IBM announced upgrades to IBM Watson Discovery‘s natural language processing (NLP) capabilities. These planned upgrades will benefit corporate users in financial services, insurance, and legal services. Through the discovery of insights, these upgrades are leveraged to enhance customer service and accelerate business operations.
Businesses are increasingly turning to natural language processing (NLP) and machine learning to assist them in sifting through increasing amounts of documents and data sets in various formats. By leveraging AI to extract insights from documents, business users can reduce research time. Moreover, it can enable employees to make more fact-based decisions, especially when performing complex, time-sensitive tasks such as processing insurance claims, conducting financial analyses and so on.
The new tools released today by IBM are intended to make it easier for Watson Discovery users to swiftly tailor the underlying NLP models to their business’s unique language.
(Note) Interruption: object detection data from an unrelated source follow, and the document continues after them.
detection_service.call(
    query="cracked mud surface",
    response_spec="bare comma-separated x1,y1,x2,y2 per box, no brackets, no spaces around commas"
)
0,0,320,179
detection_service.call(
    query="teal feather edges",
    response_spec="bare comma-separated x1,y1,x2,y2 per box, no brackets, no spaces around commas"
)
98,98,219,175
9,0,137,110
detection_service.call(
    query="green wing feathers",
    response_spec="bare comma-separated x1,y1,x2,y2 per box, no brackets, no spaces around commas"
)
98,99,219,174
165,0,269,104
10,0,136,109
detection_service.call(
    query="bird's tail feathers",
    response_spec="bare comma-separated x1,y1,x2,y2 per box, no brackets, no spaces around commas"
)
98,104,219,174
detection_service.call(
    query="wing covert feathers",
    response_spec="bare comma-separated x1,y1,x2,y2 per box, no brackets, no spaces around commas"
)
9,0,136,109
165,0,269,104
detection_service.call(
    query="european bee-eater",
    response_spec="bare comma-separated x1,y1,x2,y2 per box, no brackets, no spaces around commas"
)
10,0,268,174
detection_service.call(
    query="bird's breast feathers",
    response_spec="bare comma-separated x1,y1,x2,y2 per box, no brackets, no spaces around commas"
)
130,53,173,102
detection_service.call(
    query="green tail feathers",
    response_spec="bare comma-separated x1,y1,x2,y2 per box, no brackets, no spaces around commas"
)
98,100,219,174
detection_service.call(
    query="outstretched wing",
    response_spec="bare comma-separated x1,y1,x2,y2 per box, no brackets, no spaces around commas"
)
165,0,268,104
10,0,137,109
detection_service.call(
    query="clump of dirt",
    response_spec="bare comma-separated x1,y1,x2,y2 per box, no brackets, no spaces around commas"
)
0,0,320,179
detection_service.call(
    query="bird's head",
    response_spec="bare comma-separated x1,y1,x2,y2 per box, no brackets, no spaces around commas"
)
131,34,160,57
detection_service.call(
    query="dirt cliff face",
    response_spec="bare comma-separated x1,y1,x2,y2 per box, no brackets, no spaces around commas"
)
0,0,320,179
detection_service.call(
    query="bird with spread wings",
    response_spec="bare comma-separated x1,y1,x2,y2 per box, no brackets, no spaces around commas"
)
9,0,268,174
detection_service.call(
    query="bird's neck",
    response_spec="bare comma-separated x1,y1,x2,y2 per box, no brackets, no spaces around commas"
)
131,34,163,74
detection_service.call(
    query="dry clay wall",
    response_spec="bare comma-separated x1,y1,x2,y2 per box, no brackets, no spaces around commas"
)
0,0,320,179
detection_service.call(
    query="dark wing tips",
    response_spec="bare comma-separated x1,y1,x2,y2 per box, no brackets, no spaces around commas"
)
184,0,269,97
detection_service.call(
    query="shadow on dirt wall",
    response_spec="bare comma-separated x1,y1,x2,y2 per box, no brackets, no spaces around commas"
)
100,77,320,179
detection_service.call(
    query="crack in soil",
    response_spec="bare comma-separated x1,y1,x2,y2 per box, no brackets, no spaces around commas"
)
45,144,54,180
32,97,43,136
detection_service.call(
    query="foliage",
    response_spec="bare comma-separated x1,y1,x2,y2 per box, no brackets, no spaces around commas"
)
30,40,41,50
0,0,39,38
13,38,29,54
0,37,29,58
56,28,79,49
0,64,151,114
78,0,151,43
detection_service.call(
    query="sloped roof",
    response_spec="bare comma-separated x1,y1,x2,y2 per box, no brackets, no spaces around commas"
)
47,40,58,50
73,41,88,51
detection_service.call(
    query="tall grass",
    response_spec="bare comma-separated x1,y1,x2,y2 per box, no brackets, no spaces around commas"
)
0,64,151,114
As a result of IBM Research’s advances in NLP, business users can teach Watson Discovery to assist them in reading, comprehending, and surfacing; in addition, more precise insights from massive quantities of complicated, industry-specific documents.
Pre-trained Model
Watson Discovery’s Smart Document Understanding feature is currently available in the Plus, Enterprise, and Premium plans. This model is designed to automatically comprehend a document’s visual structure and layout without the assistance of a developer or a data scientist. In addition, this model enables users to locate previously hidden easily or difficult-to-find information, such as text embedded in complicated table structures or images.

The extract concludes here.